Ich habe in der IPCONFIG gesehen, dass ich eine 169... Nummer bekomme. Ich denke dass die Fritzbox ein Problem mit meinem PC hat. 
Wie der Netzwerkadapter konfiguriert ist weiß ich nicht weil ich kein PC Fachmann bin. Habe nur etliche Lösungsvorschläge im Internet ausprobiert. 
So wie es aussieht bekomme ich keine IP von der Fritzbox und Windows gibt sich eine selber. 
Jetzt ist der Rat der Profis gefragt.


----------



## chewara (27. April 2016)

sieht mir danach aus, dass die Powerline Adapter keine Verbindung untereinander haben, und dadurch auch keine verbindung zur fritzbox zustande kommt.

haben die powerline dinger leuchten mit denen du den status der Adapter sehen kannst? ich habe welche mit 3 leuchten: LAN, LINK und Power. wenn ja, was sagen die Leuchten so  

eventuell mal andere Steckdosen versuchen. btw. Stecken die Adapter in Steckerleisten?


----------



## Malkolm (27. April 2016)

Du kannst deinem PC mal eine statische IP im gleichen Netz zuweisen. Schau dazu mal auf deinem laptop nach dessen IP (dürfte wohl 192.168.2.X sein) und gib deinem PC eine nur im letzten Block abweichende IP (dann z.B. 192.168.2.Y, Subnetz 255.255.255.0, DNS 8.8.8.8). Damit umgehst du den DHCP der Fritzbox und kannst diesen Fehler auschließen. Danach solltest du in der Lage sein normal zu surfen, zumindest aber den Router zu pingen (ping 192.168.2.1 bzw. ping fritz.box). Sollte auch dies nicht funktionieren gibt es ein Problem mit dem Powerline Adapter.
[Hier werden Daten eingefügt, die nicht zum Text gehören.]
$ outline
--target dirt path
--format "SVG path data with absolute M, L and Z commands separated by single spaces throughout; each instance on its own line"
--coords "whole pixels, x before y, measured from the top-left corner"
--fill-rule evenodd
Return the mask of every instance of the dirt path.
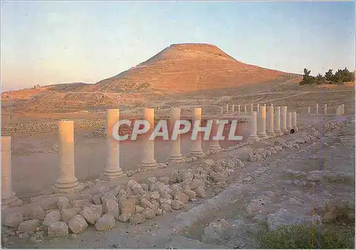
M 317 123 L 315 127 L 322 125 Z M 290 147 L 290 142 L 305 137 L 308 132 L 320 140 L 298 147 L 292 143 Z M 136 226 L 117 222 L 117 228 L 105 233 L 89 229 L 75 236 L 36 244 L 25 239 L 9 239 L 9 242 L 11 247 L 21 248 L 247 248 L 256 247 L 256 231 L 320 215 L 320 204 L 349 206 L 347 215 L 352 216 L 353 123 L 331 132 L 322 131 L 321 135 L 310 129 L 302 130 L 258 142 L 253 148 L 268 149 L 276 145 L 283 146 L 283 150 L 237 170 L 231 175 L 234 182 L 229 188 L 201 204 L 189 204 L 185 212 L 166 214 Z M 214 157 L 227 160 L 234 153 Z M 323 219 L 328 211 L 322 211 Z

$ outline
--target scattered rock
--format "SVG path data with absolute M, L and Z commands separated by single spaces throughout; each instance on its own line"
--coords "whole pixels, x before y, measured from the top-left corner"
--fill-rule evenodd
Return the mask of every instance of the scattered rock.
M 185 207 L 186 205 L 179 200 L 174 199 L 172 201 L 172 208 L 174 210 L 179 210 Z
M 46 215 L 43 224 L 49 226 L 52 222 L 59 222 L 60 220 L 61 213 L 59 212 L 51 212 Z
M 31 219 L 25 221 L 19 225 L 18 231 L 19 233 L 33 233 L 40 225 L 40 221 L 38 219 Z
M 31 219 L 43 219 L 46 213 L 39 204 L 33 204 L 30 208 L 30 218 Z
M 131 224 L 141 224 L 145 222 L 145 216 L 142 214 L 135 214 L 130 217 L 130 223 Z
M 75 215 L 80 213 L 81 209 L 80 208 L 71 208 L 68 209 L 64 209 L 61 213 L 62 221 L 68 223 L 69 219 L 74 217 Z
M 23 222 L 23 213 L 20 211 L 12 211 L 2 214 L 2 223 L 4 226 L 17 228 L 19 224 Z
M 88 227 L 88 223 L 83 216 L 77 214 L 69 219 L 68 226 L 74 234 L 80 234 Z
M 136 212 L 136 199 L 119 199 L 121 214 L 132 215 Z
M 104 199 L 103 210 L 104 214 L 110 214 L 116 219 L 119 217 L 119 204 L 112 199 Z
M 103 208 L 100 205 L 85 207 L 80 214 L 89 224 L 93 225 L 103 214 Z
M 143 213 L 142 213 L 143 216 L 145 217 L 145 219 L 152 219 L 152 218 L 154 218 L 155 216 L 156 215 L 156 213 L 155 212 L 155 210 L 152 210 L 151 209 L 146 209 Z

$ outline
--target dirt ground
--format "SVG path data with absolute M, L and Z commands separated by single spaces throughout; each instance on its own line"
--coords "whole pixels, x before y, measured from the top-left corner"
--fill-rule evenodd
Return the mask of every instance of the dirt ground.
M 273 103 L 276 105 L 286 105 L 288 110 L 298 112 L 298 125 L 300 127 L 306 125 L 315 124 L 320 126 L 325 121 L 322 114 L 319 117 L 307 115 L 306 107 L 315 107 L 319 103 L 319 112 L 323 113 L 323 103 L 328 105 L 329 115 L 332 119 L 335 113 L 335 107 L 345 104 L 347 119 L 355 112 L 355 91 L 340 86 L 333 90 L 320 90 L 305 87 L 295 89 L 283 84 L 274 88 L 261 88 L 255 92 L 246 89 L 199 91 L 182 96 L 167 95 L 159 101 L 152 100 L 152 106 L 160 107 L 156 113 L 157 115 L 167 117 L 172 106 L 182 108 L 182 114 L 191 114 L 192 107 L 203 108 L 206 115 L 219 114 L 220 107 L 226 104 L 249 104 Z M 293 87 L 294 88 L 294 87 Z M 279 90 L 279 93 L 273 91 Z M 135 105 L 122 113 L 127 115 L 140 115 L 142 107 Z M 249 108 L 249 107 L 248 106 Z M 241 108 L 243 108 L 241 107 Z M 255 106 L 256 108 L 256 106 Z M 205 111 L 204 111 L 205 110 Z M 312 113 L 314 109 L 312 108 Z M 63 118 L 88 119 L 105 118 L 105 112 L 72 113 L 2 113 L 2 125 L 11 125 L 13 123 L 36 123 L 39 121 L 54 121 Z M 239 130 L 241 135 L 248 134 L 249 123 L 241 123 Z M 303 145 L 300 149 L 290 149 L 272 156 L 263 163 L 251 164 L 243 171 L 237 171 L 233 177 L 233 184 L 228 189 L 210 199 L 201 201 L 203 204 L 190 204 L 186 212 L 175 212 L 162 217 L 157 217 L 144 224 L 132 226 L 117 222 L 117 228 L 105 233 L 97 233 L 93 229 L 87 229 L 80 235 L 45 240 L 34 244 L 26 239 L 9 238 L 5 246 L 8 248 L 247 248 L 256 247 L 252 233 L 256 229 L 263 229 L 276 217 L 283 217 L 281 209 L 290 211 L 288 217 L 310 215 L 310 206 L 320 199 L 335 199 L 337 197 L 352 199 L 355 195 L 355 178 L 350 180 L 350 176 L 355 175 L 354 124 L 333 132 L 332 135 L 323 137 L 315 144 Z M 303 131 L 302 131 L 303 132 Z M 282 137 L 280 140 L 291 140 L 300 135 L 298 132 L 294 135 Z M 340 140 L 346 137 L 347 140 Z M 93 130 L 78 130 L 75 132 L 75 175 L 80 181 L 93 180 L 100 178 L 105 168 L 106 158 L 106 144 L 103 137 L 93 135 Z M 182 153 L 188 154 L 191 142 L 189 135 L 182 138 Z M 267 148 L 273 145 L 274 139 L 258 142 L 253 148 Z M 223 148 L 234 145 L 236 142 L 228 140 L 220 142 Z M 59 154 L 57 133 L 37 134 L 33 135 L 15 135 L 12 137 L 12 172 L 13 187 L 20 198 L 26 198 L 47 193 L 55 183 L 58 173 Z M 120 145 L 121 167 L 124 170 L 137 167 L 140 161 L 142 141 L 123 142 Z M 169 144 L 157 141 L 155 143 L 155 158 L 157 162 L 165 160 L 169 154 Z M 203 142 L 203 150 L 207 149 L 207 142 Z M 304 151 L 303 151 L 304 150 Z M 315 158 L 319 159 L 315 160 Z M 227 152 L 212 155 L 210 158 L 229 159 Z M 346 173 L 347 183 L 344 179 L 336 181 L 321 182 L 316 189 L 303 186 L 300 183 L 305 180 L 313 171 L 320 167 L 323 159 L 323 170 L 330 172 Z M 157 169 L 135 174 L 132 178 L 140 179 L 150 176 L 167 175 L 173 170 L 188 168 L 198 162 L 182 163 L 169 166 L 165 169 Z M 290 170 L 293 171 L 290 171 Z M 289 172 L 288 172 L 289 171 Z M 300 171 L 301 175 L 293 174 Z M 292 174 L 290 174 L 292 173 Z M 341 175 L 341 174 L 340 174 Z M 335 179 L 336 178 L 336 179 Z M 127 177 L 122 178 L 122 182 Z M 248 182 L 243 181 L 250 179 Z M 300 182 L 293 182 L 294 179 Z M 271 193 L 271 192 L 272 193 Z M 266 197 L 271 197 L 266 199 Z M 246 214 L 246 207 L 253 199 L 266 199 L 268 202 L 258 214 Z M 354 199 L 352 199 L 354 202 Z M 303 201 L 303 202 L 302 202 Z M 201 207 L 204 205 L 208 206 Z M 213 204 L 213 205 L 210 205 Z M 199 210 L 202 209 L 202 210 Z M 289 210 L 288 210 L 289 209 Z M 199 211 L 206 211 L 201 219 L 198 219 Z M 283 210 L 284 211 L 284 210 Z M 279 213 L 279 214 L 278 214 Z M 272 215 L 269 215 L 272 214 Z M 268 217 L 269 216 L 269 217 Z M 288 217 L 290 219 L 290 217 Z M 216 219 L 228 222 L 229 225 L 239 227 L 241 231 L 233 235 L 224 231 L 217 241 L 206 240 L 204 232 Z M 187 224 L 187 222 L 189 222 Z M 239 221 L 239 222 L 237 222 Z M 240 226 L 236 226 L 236 223 Z M 187 228 L 184 226 L 187 226 Z M 178 231 L 178 228 L 184 228 Z M 244 231 L 246 233 L 240 233 Z M 225 235 L 225 234 L 227 234 Z
M 352 121 L 354 118 L 348 119 Z M 319 128 L 326 123 L 315 117 L 303 116 L 300 120 L 304 125 L 315 124 Z M 117 227 L 110 231 L 97 233 L 90 228 L 77 236 L 37 244 L 28 239 L 9 237 L 5 246 L 256 248 L 253 234 L 258 230 L 281 222 L 293 223 L 295 218 L 310 217 L 314 208 L 325 201 L 335 204 L 347 200 L 355 204 L 354 125 L 351 123 L 326 134 L 321 131 L 320 140 L 300 145 L 298 149 L 283 150 L 263 162 L 251 162 L 246 168 L 237 170 L 231 177 L 232 184 L 229 188 L 201 204 L 189 204 L 185 212 L 157 217 L 139 225 L 117 222 Z M 288 136 L 258 142 L 252 147 L 268 148 L 276 141 L 289 142 L 305 132 L 302 129 Z M 211 158 L 229 159 L 229 155 L 221 152 Z M 172 167 L 164 170 L 172 172 L 177 167 Z M 320 175 L 320 170 L 323 175 Z M 159 172 L 155 176 L 164 175 Z M 256 200 L 264 201 L 262 209 L 248 212 L 248 206 Z M 218 228 L 212 226 L 216 222 L 227 222 L 219 224 Z M 211 230 L 214 236 L 209 234 Z

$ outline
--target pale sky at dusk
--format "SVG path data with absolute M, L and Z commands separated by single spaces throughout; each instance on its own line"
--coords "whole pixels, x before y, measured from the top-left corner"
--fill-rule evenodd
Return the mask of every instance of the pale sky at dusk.
M 172 43 L 264 68 L 355 70 L 354 2 L 1 2 L 2 91 L 95 83 Z

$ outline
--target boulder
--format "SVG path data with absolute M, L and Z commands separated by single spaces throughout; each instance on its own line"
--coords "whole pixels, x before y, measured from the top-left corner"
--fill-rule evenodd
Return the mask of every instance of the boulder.
M 46 213 L 39 204 L 33 204 L 30 208 L 30 219 L 43 219 Z
M 67 197 L 58 197 L 57 206 L 59 211 L 67 209 L 70 207 L 69 199 Z
M 112 199 L 104 199 L 103 210 L 104 214 L 110 214 L 116 219 L 119 217 L 119 204 Z
M 43 224 L 49 226 L 52 222 L 59 222 L 60 220 L 61 213 L 59 212 L 51 212 L 46 215 Z
M 80 214 L 89 224 L 93 225 L 103 214 L 103 207 L 100 205 L 85 207 Z
M 34 233 L 40 225 L 40 221 L 38 219 L 31 219 L 20 223 L 19 229 L 19 233 Z
M 83 216 L 77 214 L 69 219 L 68 226 L 74 234 L 80 234 L 88 227 L 88 223 Z
M 48 234 L 50 237 L 60 237 L 68 235 L 68 225 L 63 222 L 51 222 L 48 225 Z
M 115 218 L 110 214 L 103 215 L 95 223 L 97 231 L 110 230 L 115 226 Z
M 143 223 L 145 220 L 145 216 L 142 214 L 135 214 L 130 217 L 130 223 L 135 224 Z
M 80 208 L 71 208 L 68 209 L 64 209 L 61 212 L 62 222 L 68 223 L 70 218 L 74 217 L 75 215 L 80 213 L 81 209 Z
M 188 203 L 189 197 L 184 192 L 178 191 L 174 194 L 174 199 L 179 200 L 184 204 Z
M 132 215 L 136 212 L 136 199 L 120 199 L 119 204 L 121 214 Z
M 155 210 L 152 210 L 151 209 L 146 209 L 143 213 L 142 215 L 145 217 L 145 219 L 152 219 L 154 218 L 155 216 L 156 215 L 156 212 Z

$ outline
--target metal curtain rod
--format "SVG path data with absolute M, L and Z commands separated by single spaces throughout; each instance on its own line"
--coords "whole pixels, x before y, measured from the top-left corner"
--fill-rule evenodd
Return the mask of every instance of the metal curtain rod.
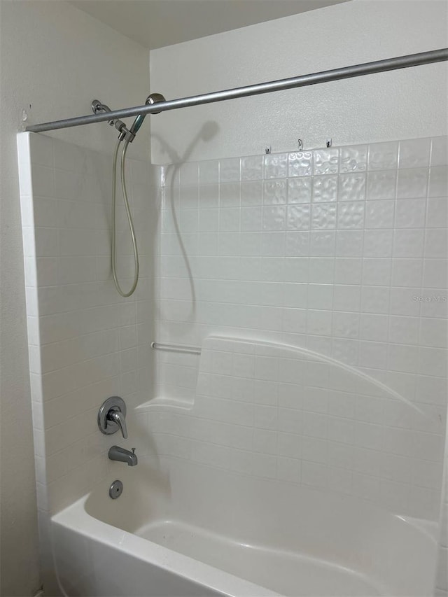
M 81 125 L 90 125 L 92 122 L 101 122 L 111 119 L 136 116 L 139 114 L 158 113 L 168 110 L 176 110 L 178 108 L 188 108 L 190 106 L 212 104 L 215 101 L 235 99 L 238 97 L 247 97 L 251 95 L 258 95 L 261 93 L 295 89 L 298 87 L 317 85 L 318 83 L 328 83 L 340 79 L 360 77 L 364 75 L 372 75 L 374 73 L 382 73 L 386 71 L 394 71 L 397 69 L 407 69 L 410 66 L 418 66 L 432 62 L 441 62 L 444 60 L 448 60 L 448 48 L 447 48 L 441 50 L 432 50 L 429 52 L 421 52 L 419 54 L 409 54 L 407 56 L 398 56 L 396 58 L 387 58 L 385 60 L 376 60 L 374 62 L 365 62 L 363 64 L 354 64 L 351 66 L 333 69 L 330 71 L 323 71 L 309 75 L 301 75 L 298 77 L 268 81 L 258 85 L 249 85 L 234 89 L 216 91 L 202 95 L 192 95 L 179 99 L 158 101 L 157 104 L 148 106 L 136 106 L 134 108 L 113 110 L 104 113 L 90 114 L 88 116 L 78 116 L 76 118 L 67 118 L 64 120 L 55 120 L 52 122 L 44 122 L 41 125 L 30 125 L 25 127 L 25 130 L 38 133 L 57 129 L 66 129 L 69 127 L 78 127 Z

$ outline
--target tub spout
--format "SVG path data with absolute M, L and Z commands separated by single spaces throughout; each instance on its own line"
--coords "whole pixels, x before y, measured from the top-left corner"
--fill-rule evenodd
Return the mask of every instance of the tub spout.
M 109 460 L 125 462 L 128 466 L 135 466 L 138 461 L 134 451 L 135 448 L 132 448 L 132 451 L 131 452 L 129 450 L 125 450 L 124 448 L 120 448 L 119 446 L 112 446 L 109 449 Z

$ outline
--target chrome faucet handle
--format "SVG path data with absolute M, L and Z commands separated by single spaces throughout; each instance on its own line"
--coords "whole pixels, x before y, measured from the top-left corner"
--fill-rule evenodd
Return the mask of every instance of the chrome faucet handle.
M 112 421 L 113 423 L 116 423 L 116 424 L 120 428 L 122 435 L 125 440 L 127 440 L 127 428 L 126 427 L 126 419 L 125 419 L 125 416 L 122 412 L 118 409 L 115 410 L 113 408 L 111 408 L 111 410 L 107 413 L 106 419 L 108 421 Z
M 120 396 L 111 396 L 102 403 L 98 412 L 98 427 L 102 433 L 109 435 L 118 430 L 127 439 L 126 405 Z

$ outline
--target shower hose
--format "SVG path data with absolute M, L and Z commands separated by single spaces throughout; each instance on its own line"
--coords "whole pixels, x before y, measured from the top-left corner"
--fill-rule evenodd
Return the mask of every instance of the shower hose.
M 112 174 L 112 255 L 111 255 L 111 262 L 112 262 L 112 274 L 113 276 L 113 282 L 115 283 L 115 288 L 118 291 L 119 294 L 121 295 L 122 297 L 126 298 L 127 297 L 130 297 L 132 294 L 133 294 L 135 290 L 137 283 L 139 281 L 139 252 L 137 251 L 137 243 L 135 237 L 135 230 L 134 230 L 134 222 L 132 221 L 132 215 L 131 213 L 131 210 L 129 205 L 129 199 L 127 198 L 127 191 L 126 190 L 126 177 L 125 174 L 125 164 L 126 161 L 126 152 L 127 151 L 127 146 L 129 145 L 129 141 L 125 141 L 125 144 L 123 146 L 123 150 L 121 153 L 121 164 L 120 164 L 120 178 L 121 178 L 121 188 L 123 193 L 123 201 L 125 203 L 125 209 L 126 211 L 126 216 L 127 216 L 127 222 L 129 223 L 129 228 L 131 233 L 131 240 L 132 242 L 132 248 L 134 250 L 134 281 L 132 283 L 132 286 L 131 286 L 130 290 L 125 293 L 121 286 L 120 286 L 120 282 L 118 281 L 118 277 L 117 276 L 117 243 L 116 243 L 116 236 L 117 236 L 117 161 L 118 158 L 118 149 L 120 148 L 120 144 L 122 142 L 122 139 L 119 139 L 117 142 L 117 144 L 115 148 L 115 151 L 113 153 L 113 174 Z

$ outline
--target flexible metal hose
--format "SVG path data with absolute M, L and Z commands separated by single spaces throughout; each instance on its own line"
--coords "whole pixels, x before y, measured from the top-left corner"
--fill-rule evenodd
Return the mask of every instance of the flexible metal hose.
M 117 206 L 116 206 L 116 195 L 117 195 L 117 160 L 118 157 L 118 149 L 120 148 L 120 144 L 121 143 L 121 139 L 119 139 L 115 148 L 115 151 L 113 153 L 113 166 L 112 169 L 112 255 L 111 255 L 111 261 L 112 261 L 112 274 L 113 276 L 113 281 L 115 283 L 115 287 L 117 289 L 118 292 L 121 295 L 122 297 L 126 298 L 127 297 L 130 297 L 131 295 L 135 290 L 137 283 L 139 281 L 139 252 L 137 251 L 137 243 L 135 238 L 135 231 L 134 230 L 134 222 L 132 221 L 132 215 L 131 213 L 131 210 L 129 206 L 129 200 L 127 199 L 127 191 L 126 190 L 126 178 L 125 175 L 125 164 L 126 160 L 126 152 L 127 151 L 127 146 L 129 145 L 129 141 L 125 141 L 125 145 L 123 146 L 123 150 L 121 153 L 121 167 L 120 167 L 120 174 L 121 174 L 121 188 L 123 193 L 123 201 L 125 203 L 125 209 L 126 210 L 126 215 L 127 216 L 127 221 L 129 223 L 129 228 L 131 232 L 131 239 L 132 241 L 132 248 L 134 249 L 134 282 L 131 287 L 130 290 L 129 292 L 125 293 L 120 286 L 120 283 L 118 282 L 118 278 L 117 276 L 117 246 L 116 246 L 116 234 L 117 234 L 117 225 L 116 225 L 116 212 L 117 212 Z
Letzteres ist durchaus wahrscheinlicher, als dass die Fritzbox deinen PC nicht mag


----------



## Primeless (27. April 2016)

Der Powerlineadapter hat aber bei Laptops von anderen funktioniert. Auch der neue von devolo.
Die Powerline hat eine leuchte in der Mitte, dass grün leuchtet wenn alles passt. Das tut es bei mir auch. Keine Fehlerquellen am Adapter zu finden.
Die Powerline steckt an einer großen steckerleiste mit boxen, pc, Ladekabel. An der Steckdose liegt es nicht, weil ein Tag zuvor der alte Adapter noch einwandfrei an der Steckdose funktionierte.


----------



## Primeless (27. April 2016)

Malkolm schrieb:


> Du kannst deinem PC mal eine statische IP im gleichen Netz zuweisen. Schau dazu mal auf deinem laptop nach dessen IP (dürfte wohl 192.168.2.X sein) und gib deinem PC eine nur im letzten Block abweichende IP (dann z.B. 192.168.2.Y, Subnetz 255.255.255.0, DNS 8.8.8.8). Damit umgehst du den DHCP der Fritzbox und kannst diesen Fehler auschließen. Danach solltest du in der Lage sein normal zu surfen, zumindest aber den Router zu pingen (ping 192.168.2.1 bzw. ping fritz.box). Sollte auch dies nicht funktionieren gibt es ein Problem mit dem Powerline Adapter. Letzteres ist durchaus wahrscheinlicher, als dass die Fritzbox deinen PC nicht mag



Ich denke was du meinst ist die IP manuell eingeben. Dies habe ich schon versucht. Fritboxen haben ja meist, wie du schon sagst, die 192.168.2.(und dann eine zahl von 2-253). Das hat leider nichts geholfen. Wenn ich mich irre sag bitte Bescheid.
Ein Problem mit dem Powerlineadapter kann möglich sein, dann ist das Problem aber durch die Fritzbox entstanden. Mit dem alten Router der Telekom und der alten Powerline hat alles problemlos funktioniert. Als die Fritzbox angeschlossen wurde war keine Verbindung mit der alten Powerline noch der neuen von devolo möglich.
Und wie du schon beschreibst.. Ich finde keinerlei WLAN Signal. Mit dem Handy sind 7 in der unmittelbaren Nähe, es ist aber nicht möglich eines davon mit dem PC zu sehen. Ich kann nichts anpingen, oder irgendwo einen Key eingeben.


----------



## Redrudi (27. April 2016)

Fritzboxen haben 192.168.178.xxx.Du solltest beim letzten Block aber über 20 sein,besser über 100 da kommt di Box nicht in schwulitäten mit den anderen geräten.


----------



## Primeless (27. April 2016)

Redrudi schrieb:


> Fritzboxen haben 192.168.178.xxx.Du solltest beim letzten Block aber über 20 sein,besser über 100 da kommt di Box nicht in schwulitäten mit den anderen geräten.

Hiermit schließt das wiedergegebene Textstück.